On 11 February 2020, the International Committee on Taxonomy of Viruses adopted the official name "severe acute respiratory syndrome coronavirus 2" (SARS-CoV-2). To avoid confusion with the disease SARS, the WHO sometimes refers to SARS-CoV-2 as "the COVID-19 virus" in public health communications and the name HCoV-19 was included in some research articles.
The general public often calls both the virus, and the disease it causes, "coronavirus". U.S. President Donald Trump referred to the virus as the "Chinese virus" in tweets, interviews, and White House press briefings, which drew some criticism that he was stigmatizing the disease with racial or nationalistic overtones.
The degree to which the virus is infectious during the incubation period is uncertain, but research has indicated that the pharynx reaches peak viral load approximately four days after infection or the first week of symptoms, and declines after. On 1February 2020, the World Health Organization (WHO) indicated that "transmission from asymptomatic cases is likely not a major driver of transmission". However, an epidemiological model of the beginning of the outbreak in China suggested that "pre-symptomatic shedding may be typical among documented infections" and that subclinical infections may have been the source of a majority of infections. That may explain how out of 217 onboard a cruise liner that docked at Montevideo, only 24 of 128 who tested positive for viral RNA showed symptoms. Similarly, a study of ninety-four patients hospitalized in January and February 2020 estimated patients shed the greatest amount of virus two to three days before symptoms appear and that "a substantial proportion of transmission probably occurred before first symptoms in the index case".

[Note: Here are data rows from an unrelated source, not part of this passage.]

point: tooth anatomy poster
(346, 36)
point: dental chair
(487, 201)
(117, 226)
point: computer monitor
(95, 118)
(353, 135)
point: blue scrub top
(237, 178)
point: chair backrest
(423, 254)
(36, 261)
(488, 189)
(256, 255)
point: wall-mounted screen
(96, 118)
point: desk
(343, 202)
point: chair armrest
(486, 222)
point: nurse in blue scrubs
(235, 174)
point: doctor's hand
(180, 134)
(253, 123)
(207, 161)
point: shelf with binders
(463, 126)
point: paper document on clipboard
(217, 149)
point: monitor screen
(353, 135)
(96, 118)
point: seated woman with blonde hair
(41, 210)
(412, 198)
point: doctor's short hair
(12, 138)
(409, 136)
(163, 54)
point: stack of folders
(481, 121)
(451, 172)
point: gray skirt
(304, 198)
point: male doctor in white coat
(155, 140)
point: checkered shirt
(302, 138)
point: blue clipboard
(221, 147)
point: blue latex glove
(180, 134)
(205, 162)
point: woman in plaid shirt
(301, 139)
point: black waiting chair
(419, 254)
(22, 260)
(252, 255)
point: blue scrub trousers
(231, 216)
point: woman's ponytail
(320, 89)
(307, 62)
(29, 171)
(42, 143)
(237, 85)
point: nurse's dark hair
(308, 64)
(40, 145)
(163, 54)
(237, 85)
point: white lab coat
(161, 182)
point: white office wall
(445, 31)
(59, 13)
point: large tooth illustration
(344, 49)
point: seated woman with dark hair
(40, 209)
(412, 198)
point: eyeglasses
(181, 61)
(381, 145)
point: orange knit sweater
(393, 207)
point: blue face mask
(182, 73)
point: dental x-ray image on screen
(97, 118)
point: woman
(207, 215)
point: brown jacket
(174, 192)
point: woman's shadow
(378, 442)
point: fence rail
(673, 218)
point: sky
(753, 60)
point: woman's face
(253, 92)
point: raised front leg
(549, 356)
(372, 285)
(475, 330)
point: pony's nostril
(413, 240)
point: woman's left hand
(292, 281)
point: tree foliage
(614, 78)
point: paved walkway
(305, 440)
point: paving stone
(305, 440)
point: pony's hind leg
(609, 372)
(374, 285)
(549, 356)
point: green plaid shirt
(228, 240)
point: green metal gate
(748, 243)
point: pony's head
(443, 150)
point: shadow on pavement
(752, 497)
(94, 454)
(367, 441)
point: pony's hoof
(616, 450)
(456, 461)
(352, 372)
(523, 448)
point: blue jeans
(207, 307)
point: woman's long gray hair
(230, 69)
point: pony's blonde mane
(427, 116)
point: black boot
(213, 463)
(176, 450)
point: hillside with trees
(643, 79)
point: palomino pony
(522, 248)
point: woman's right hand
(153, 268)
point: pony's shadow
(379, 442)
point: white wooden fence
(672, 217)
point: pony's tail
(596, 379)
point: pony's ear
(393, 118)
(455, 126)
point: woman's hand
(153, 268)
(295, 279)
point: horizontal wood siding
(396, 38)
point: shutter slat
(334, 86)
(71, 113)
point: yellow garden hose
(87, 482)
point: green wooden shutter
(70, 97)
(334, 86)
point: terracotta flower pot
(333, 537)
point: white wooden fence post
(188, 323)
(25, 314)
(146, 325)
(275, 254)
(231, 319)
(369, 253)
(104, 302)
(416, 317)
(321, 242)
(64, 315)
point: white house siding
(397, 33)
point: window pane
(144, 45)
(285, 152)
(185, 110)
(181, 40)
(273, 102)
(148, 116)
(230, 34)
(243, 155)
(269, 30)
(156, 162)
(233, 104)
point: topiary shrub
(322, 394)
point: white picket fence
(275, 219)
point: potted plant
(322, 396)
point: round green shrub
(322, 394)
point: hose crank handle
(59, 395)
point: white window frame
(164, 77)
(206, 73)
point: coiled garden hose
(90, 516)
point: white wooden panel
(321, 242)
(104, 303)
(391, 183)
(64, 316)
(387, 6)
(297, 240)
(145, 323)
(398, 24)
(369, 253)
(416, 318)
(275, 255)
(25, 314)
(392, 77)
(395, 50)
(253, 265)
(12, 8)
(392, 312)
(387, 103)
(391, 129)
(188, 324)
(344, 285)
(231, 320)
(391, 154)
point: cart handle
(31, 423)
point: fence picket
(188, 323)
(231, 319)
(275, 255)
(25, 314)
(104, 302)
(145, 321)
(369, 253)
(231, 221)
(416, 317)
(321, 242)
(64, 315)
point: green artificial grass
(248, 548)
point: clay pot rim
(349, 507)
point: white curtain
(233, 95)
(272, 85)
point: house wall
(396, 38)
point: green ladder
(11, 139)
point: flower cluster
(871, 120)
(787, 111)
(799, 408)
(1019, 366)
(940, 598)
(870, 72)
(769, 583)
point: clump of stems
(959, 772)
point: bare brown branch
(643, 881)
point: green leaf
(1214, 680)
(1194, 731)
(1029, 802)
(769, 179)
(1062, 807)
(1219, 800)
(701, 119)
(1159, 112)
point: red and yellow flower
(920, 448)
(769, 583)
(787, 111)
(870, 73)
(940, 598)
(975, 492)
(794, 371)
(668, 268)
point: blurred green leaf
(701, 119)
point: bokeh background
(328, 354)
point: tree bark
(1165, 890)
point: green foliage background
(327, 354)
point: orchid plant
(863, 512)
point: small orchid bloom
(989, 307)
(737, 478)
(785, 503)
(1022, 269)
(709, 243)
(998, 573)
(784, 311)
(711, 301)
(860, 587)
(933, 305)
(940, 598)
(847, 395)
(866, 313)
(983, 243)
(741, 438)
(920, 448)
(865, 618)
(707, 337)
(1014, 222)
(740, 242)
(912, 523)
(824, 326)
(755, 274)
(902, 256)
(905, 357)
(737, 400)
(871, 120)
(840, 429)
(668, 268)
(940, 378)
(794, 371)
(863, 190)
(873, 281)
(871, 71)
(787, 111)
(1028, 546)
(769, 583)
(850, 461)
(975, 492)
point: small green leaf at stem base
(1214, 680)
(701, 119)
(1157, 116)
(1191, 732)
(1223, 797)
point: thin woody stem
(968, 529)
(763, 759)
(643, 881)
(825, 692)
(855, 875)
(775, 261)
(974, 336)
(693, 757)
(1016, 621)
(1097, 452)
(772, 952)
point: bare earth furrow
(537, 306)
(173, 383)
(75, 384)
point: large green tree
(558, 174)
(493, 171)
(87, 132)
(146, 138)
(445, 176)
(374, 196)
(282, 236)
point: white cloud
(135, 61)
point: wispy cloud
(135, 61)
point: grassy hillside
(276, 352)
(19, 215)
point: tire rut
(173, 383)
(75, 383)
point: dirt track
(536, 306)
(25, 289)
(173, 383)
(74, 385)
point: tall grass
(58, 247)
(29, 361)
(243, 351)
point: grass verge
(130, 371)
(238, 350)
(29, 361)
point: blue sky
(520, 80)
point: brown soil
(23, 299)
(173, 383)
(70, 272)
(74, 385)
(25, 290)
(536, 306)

A study by a team of researchers from the University of North Carolina found that the nasal cavity is seemingly the dominant initial site for infection with subsequent aspiration-mediated virus seeding into the lungs in SARS-CoV-2 pathogenesis. They found that there was an infection gradient from high in proximal towards low in distal pulmonary epithelial cultures, with a focal infection in ciliated cells and type 2 pneumocytes in the airway and alveolar regions respectively.
There is some evidence of human-to-animal transmission of SARS-CoV-2, including examples in felids. Some institutions have advised those infected with SARS-CoV-2 to restrict contact with animals.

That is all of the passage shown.